# 45 gallon tall fish tank.. Love ideas and insight!!



## NFCRattie (Jan 25, 2016)

To get more fish or would it be able to become a hamster haven? 

Im thinking it would be awesome to see the tunneling and stuff. but, want to do research and make sure that the ventilation and the hamster(s) would be safe. ( robos can be kept in little groups

I grew up with hamsters and even had an accident litter. It was an awesome experience to take care of them all and watch them grow up!


----------



## Asiposea (Dec 16, 2016)

That's a good tank for a vivarium! Nice and tall!


----------



## NFCRattie (Jan 25, 2016)

Asiposea said:


> That's a good tank for a vivarium! Nice and tall!
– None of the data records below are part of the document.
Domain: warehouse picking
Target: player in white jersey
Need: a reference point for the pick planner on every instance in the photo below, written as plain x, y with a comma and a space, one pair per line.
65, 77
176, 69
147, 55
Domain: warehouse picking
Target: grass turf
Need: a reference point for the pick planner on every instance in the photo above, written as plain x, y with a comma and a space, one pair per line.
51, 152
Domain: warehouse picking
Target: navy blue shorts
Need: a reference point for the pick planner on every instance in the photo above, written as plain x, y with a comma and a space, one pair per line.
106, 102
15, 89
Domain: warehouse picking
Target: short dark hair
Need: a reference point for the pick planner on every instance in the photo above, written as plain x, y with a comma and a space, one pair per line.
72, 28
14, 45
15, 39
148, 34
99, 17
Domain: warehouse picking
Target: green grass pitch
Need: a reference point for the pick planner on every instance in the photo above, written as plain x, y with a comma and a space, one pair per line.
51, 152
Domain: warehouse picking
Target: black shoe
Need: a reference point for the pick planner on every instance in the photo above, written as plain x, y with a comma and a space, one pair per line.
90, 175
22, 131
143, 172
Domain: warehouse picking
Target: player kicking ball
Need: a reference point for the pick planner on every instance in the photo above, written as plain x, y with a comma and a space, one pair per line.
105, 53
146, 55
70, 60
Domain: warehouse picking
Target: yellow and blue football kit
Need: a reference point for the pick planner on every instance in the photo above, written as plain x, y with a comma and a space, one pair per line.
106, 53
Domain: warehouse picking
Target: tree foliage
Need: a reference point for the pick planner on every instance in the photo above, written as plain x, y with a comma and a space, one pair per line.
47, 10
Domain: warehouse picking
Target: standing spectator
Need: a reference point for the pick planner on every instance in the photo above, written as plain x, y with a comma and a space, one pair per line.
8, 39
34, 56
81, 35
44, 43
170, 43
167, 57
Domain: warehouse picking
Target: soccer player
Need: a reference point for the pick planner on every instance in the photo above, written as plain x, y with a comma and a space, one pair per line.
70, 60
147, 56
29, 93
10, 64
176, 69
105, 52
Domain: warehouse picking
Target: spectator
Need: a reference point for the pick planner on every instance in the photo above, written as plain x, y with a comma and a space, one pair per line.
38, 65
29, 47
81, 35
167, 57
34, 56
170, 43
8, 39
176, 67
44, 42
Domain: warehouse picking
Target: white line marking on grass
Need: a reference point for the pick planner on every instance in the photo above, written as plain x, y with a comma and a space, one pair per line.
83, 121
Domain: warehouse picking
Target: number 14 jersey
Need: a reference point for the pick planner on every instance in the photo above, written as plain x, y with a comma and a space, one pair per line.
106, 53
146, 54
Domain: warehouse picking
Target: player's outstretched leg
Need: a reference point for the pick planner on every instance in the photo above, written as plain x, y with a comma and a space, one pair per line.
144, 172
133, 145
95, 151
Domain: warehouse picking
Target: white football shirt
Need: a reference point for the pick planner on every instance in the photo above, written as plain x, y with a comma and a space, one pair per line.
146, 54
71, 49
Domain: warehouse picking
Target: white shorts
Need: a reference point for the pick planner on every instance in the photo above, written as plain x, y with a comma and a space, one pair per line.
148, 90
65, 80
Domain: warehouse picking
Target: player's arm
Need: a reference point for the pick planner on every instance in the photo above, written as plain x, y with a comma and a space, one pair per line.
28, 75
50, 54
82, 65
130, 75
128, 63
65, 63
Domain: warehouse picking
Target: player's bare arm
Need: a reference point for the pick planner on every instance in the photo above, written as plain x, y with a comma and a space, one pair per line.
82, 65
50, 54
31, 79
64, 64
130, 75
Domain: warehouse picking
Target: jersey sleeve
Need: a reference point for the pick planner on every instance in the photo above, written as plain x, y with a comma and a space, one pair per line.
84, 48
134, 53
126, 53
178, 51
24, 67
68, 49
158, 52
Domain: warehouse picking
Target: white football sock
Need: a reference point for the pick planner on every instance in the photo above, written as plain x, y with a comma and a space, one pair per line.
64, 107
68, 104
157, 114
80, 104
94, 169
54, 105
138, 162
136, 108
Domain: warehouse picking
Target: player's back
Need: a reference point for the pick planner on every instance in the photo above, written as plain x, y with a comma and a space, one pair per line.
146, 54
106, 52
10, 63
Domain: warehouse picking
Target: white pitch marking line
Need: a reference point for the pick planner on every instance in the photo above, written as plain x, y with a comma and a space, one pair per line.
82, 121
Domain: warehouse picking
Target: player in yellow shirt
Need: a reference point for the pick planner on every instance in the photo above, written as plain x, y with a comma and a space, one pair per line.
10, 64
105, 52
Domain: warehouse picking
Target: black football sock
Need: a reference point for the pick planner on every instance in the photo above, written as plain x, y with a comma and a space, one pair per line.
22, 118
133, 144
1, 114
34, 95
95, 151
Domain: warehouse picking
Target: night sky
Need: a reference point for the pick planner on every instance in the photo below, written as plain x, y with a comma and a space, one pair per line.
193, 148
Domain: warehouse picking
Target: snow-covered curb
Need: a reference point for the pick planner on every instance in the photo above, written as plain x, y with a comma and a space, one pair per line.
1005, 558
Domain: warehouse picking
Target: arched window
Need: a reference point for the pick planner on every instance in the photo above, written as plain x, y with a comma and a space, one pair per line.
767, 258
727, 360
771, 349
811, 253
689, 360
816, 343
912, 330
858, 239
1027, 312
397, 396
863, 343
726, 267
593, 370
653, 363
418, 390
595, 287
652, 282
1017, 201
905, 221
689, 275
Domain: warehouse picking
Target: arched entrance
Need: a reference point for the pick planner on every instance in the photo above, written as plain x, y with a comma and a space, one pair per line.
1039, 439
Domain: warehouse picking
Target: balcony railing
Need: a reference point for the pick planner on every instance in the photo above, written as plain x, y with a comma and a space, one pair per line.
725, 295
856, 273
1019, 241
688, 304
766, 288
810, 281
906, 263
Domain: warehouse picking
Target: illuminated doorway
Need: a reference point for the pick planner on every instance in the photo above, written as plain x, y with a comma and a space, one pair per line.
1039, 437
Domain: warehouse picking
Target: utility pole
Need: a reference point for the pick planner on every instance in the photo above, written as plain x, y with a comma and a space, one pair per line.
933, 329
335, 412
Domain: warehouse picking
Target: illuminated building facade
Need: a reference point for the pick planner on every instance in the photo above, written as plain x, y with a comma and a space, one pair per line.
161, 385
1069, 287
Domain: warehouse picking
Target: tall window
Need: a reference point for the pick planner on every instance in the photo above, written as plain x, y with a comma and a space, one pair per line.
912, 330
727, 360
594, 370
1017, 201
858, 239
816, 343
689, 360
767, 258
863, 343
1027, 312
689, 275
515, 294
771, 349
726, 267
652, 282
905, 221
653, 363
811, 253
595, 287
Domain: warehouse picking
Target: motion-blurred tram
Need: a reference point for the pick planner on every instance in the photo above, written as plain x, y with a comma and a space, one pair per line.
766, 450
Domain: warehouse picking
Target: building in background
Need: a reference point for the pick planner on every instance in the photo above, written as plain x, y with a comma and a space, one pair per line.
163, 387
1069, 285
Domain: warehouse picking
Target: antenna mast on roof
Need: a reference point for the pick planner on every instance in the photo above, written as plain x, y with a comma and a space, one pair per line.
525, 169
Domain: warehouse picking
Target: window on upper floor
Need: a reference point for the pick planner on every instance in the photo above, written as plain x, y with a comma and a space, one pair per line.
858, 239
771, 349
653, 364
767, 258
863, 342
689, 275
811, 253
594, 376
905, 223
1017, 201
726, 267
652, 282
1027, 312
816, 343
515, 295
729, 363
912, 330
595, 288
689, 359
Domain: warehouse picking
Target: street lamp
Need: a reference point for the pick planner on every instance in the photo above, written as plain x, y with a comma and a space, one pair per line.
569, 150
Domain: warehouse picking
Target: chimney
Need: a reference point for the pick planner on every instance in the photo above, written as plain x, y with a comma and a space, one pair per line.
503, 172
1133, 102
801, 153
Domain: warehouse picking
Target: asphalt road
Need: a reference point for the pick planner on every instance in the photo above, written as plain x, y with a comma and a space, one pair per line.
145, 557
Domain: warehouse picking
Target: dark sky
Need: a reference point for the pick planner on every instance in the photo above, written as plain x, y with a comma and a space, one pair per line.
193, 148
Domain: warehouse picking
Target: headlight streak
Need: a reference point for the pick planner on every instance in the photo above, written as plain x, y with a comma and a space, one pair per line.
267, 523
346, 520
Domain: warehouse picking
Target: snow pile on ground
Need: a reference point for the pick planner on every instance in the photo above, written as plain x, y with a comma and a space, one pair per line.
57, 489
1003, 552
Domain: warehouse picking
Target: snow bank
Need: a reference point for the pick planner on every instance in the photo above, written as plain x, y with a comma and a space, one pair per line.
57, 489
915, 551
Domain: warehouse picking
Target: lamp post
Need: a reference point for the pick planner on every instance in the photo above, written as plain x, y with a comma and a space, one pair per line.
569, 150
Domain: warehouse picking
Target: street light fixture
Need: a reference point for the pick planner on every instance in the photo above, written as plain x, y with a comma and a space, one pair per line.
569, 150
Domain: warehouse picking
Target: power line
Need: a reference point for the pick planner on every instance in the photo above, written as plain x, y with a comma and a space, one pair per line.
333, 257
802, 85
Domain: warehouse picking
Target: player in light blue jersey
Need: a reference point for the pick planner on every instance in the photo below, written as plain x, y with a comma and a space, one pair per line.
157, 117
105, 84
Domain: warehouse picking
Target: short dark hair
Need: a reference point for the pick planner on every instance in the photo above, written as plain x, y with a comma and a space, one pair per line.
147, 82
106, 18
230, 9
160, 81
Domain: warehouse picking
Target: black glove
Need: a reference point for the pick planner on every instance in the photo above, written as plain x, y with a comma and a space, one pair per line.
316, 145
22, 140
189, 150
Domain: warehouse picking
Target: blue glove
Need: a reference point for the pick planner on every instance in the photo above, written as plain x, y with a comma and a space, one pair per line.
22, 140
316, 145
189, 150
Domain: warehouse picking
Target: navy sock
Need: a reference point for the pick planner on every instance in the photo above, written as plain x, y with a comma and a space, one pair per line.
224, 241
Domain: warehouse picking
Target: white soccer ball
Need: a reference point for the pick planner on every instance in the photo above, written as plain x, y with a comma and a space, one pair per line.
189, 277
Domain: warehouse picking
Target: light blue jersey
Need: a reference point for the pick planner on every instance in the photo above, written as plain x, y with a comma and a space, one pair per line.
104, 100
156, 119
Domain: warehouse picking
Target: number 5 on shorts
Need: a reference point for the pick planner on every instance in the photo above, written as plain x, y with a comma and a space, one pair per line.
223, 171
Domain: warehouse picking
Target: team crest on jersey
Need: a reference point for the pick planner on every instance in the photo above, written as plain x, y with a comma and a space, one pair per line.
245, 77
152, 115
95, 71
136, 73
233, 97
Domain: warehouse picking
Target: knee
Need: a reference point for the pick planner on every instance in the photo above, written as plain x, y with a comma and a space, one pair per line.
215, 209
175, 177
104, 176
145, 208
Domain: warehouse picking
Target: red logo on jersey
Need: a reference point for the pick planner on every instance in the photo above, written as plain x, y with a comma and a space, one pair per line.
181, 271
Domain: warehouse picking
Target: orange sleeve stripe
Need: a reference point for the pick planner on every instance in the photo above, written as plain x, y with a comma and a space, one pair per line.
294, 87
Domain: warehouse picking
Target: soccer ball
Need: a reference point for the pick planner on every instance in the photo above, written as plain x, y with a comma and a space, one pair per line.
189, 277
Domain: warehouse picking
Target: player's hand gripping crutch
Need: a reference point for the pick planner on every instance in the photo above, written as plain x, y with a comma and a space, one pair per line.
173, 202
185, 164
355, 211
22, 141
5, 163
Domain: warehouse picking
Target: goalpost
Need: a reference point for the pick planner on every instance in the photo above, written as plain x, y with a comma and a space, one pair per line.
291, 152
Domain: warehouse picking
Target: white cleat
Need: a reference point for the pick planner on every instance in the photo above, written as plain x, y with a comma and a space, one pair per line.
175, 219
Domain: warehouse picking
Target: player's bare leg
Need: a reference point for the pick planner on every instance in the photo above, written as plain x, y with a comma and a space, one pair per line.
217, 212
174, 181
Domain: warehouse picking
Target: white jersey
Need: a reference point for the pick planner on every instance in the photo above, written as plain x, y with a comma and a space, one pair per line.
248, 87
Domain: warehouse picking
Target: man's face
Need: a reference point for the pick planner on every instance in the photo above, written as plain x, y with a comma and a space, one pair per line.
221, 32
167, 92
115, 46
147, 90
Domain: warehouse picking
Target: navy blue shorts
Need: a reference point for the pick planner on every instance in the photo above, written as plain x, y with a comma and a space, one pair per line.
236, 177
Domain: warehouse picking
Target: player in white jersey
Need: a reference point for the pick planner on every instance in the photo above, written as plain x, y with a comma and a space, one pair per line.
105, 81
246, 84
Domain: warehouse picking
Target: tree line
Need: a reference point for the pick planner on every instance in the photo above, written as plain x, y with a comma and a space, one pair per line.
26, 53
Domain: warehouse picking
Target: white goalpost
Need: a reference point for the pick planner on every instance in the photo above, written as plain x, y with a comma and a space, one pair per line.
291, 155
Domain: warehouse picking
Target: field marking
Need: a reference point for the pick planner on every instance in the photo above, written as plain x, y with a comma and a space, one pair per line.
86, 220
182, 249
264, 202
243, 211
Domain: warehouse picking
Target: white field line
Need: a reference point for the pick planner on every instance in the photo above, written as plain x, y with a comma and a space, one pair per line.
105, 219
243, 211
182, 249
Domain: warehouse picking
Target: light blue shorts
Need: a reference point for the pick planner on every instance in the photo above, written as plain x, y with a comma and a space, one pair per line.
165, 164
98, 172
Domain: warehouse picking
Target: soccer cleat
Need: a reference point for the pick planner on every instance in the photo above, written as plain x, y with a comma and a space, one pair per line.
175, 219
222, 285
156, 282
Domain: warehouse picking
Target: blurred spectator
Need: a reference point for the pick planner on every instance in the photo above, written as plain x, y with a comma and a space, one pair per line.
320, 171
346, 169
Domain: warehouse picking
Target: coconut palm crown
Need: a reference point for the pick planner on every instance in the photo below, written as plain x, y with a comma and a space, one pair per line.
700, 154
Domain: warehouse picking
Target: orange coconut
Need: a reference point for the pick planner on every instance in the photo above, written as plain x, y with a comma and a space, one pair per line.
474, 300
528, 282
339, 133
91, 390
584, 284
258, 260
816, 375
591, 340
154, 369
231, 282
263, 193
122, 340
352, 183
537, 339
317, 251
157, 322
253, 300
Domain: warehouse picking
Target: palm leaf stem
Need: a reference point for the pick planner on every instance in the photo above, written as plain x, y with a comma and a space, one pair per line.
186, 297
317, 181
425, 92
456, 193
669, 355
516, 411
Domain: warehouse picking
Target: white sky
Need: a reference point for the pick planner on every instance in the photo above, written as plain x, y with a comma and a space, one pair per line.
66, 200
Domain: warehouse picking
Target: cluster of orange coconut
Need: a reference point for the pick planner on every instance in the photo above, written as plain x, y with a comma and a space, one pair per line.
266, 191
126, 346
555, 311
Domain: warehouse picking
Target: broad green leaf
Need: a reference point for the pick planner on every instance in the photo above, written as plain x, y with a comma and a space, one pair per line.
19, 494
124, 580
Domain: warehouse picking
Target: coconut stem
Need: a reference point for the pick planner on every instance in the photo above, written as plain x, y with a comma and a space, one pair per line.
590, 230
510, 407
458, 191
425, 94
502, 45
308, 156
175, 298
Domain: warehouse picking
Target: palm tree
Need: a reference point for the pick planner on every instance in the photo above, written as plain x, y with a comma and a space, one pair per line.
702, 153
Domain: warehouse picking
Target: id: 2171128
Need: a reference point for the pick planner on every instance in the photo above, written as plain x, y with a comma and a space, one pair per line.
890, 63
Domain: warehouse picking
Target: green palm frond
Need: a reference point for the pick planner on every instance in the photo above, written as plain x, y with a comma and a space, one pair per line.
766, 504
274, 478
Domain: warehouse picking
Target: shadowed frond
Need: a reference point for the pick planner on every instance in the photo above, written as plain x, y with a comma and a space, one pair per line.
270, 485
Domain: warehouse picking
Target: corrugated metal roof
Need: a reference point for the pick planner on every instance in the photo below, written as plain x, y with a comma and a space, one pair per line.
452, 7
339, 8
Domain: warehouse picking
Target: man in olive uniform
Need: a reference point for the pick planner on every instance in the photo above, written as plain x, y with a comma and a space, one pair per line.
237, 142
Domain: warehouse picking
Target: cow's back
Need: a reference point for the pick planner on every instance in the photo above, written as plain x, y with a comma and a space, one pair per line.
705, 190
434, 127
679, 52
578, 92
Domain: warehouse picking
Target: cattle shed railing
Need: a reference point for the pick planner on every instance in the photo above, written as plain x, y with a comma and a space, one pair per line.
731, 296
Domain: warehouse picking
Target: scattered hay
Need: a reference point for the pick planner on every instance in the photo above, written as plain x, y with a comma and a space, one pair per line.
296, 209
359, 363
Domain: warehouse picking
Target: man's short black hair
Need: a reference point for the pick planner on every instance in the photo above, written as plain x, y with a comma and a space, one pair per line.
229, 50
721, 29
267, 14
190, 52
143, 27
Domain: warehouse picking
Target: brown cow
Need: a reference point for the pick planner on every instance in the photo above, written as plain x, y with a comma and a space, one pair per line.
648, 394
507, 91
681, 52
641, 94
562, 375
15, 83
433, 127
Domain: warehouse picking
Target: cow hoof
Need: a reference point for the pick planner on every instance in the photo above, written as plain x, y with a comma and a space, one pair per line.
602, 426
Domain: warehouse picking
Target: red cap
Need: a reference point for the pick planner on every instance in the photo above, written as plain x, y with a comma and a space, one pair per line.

It is an awesome aquarium! I just dont want to get anymore fish atm as I lost my goldfish a few years back and more recently my betta fish ( a year ago). I would love to do a vivarium but, I have never had reptiles before and dont know how to take care of them lol!


----------



## NFCRattie (Jan 25, 2016)

super excited! Just emptied out the tank and cleaned it out/ Disinfected it. Bought some treats, a hideaway, and going out tomorrow to pick some stuff up for my hedgehog and bunny! Im going to be getting a Robo hamster very soon. Of course, I looked today and fell in love with one.Hopefully, she is still there when the tank is all set up


----------



## sammyterror (Feb 22, 2017)

Crabs and snails make great tank fillers <3


----------